And remember, the town of Oneonta has a swimming pool within 100 feet of the city line. Spend a summer morning near the town pool and watch from which direction the children arrive. A high percentage are “city” children.
Philanthropic families saw a need for swimming pools for Oneonta. The Briggs Family donated the Wilber Pool. The Wright family donated a swimming pool at the Oneonta High School that the Board of Education could not sustain.
At a recent economic summit, one discussion focused on the characteristics that businesses examine before locating in community. A good school system and youth programs are necessary.
Solutions to budget problems are difficult. For consideration:
• If children must pay for programs, consider doing it by those enrolled in the local school system or by zip code.
• Raise funds by: Ask for people to fill a “swimming pool bowl,” (small fish bowls or plastic pools for collections), like the Firemen’s Fill the Boot collection.
• Ask local businesses to sell paper fish ($1 each) to put in their windows like the MS fund collection.
• Ask for sponsors. Many businesses would donate.
• Ask the college swim teams to hold fund raisers.
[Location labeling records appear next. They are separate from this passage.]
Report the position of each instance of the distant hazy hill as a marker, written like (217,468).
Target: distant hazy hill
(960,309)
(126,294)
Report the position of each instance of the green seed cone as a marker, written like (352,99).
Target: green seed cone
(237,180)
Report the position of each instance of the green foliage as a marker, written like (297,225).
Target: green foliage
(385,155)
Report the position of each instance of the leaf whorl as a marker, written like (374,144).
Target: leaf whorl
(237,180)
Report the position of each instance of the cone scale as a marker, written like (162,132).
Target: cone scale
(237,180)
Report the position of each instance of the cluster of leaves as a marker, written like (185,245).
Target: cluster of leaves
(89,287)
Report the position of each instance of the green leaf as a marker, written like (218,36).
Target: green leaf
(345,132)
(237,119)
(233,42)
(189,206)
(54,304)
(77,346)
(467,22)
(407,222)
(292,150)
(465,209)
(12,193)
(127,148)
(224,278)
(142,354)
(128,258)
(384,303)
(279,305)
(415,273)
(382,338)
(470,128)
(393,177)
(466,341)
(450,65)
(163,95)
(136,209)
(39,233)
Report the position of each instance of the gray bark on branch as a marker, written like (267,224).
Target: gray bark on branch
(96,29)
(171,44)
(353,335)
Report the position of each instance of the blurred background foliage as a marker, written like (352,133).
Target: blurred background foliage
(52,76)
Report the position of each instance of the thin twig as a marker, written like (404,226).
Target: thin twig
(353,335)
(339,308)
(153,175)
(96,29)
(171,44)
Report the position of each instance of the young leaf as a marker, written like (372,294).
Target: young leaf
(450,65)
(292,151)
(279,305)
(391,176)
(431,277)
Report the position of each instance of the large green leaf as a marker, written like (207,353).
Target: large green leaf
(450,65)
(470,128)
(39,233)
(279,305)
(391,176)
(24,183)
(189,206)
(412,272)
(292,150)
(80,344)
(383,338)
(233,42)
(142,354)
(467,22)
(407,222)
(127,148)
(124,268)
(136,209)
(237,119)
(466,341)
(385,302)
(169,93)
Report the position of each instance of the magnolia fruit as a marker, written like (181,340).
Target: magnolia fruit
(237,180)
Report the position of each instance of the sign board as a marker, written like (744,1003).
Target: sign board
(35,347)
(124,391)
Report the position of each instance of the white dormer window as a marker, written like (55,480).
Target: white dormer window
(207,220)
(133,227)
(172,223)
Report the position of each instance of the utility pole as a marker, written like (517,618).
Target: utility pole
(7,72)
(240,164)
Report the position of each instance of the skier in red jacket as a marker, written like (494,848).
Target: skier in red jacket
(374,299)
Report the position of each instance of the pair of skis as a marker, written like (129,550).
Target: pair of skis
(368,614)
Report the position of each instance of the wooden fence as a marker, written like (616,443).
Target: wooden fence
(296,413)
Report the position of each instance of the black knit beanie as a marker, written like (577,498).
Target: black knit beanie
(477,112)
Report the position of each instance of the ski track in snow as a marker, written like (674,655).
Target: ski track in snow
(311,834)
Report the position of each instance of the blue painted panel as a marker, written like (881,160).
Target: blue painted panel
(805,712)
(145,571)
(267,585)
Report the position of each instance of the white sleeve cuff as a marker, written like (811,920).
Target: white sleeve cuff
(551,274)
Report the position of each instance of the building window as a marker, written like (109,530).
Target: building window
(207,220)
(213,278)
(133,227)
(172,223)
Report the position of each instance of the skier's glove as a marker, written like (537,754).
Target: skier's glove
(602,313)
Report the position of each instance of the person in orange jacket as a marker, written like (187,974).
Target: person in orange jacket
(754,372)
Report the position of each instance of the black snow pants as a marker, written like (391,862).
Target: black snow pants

• Charge admission for a water show at the end of the season.
• Ask businesses that use the new city brand “Life Enjoyed” for a small fee to recover the more than $20,000 that was spent for its development, and to insure that life is enjoyed by our youth.
Or, let’s just support what we value: our children. Don’t change the first sentence in the Parks and Recreation statement: The City of Oneonta is proud to offer a wide variety of FREE youth programs for children of all ages.
KARYL SAGE is an Oneonta resident and a retired elementary teacher.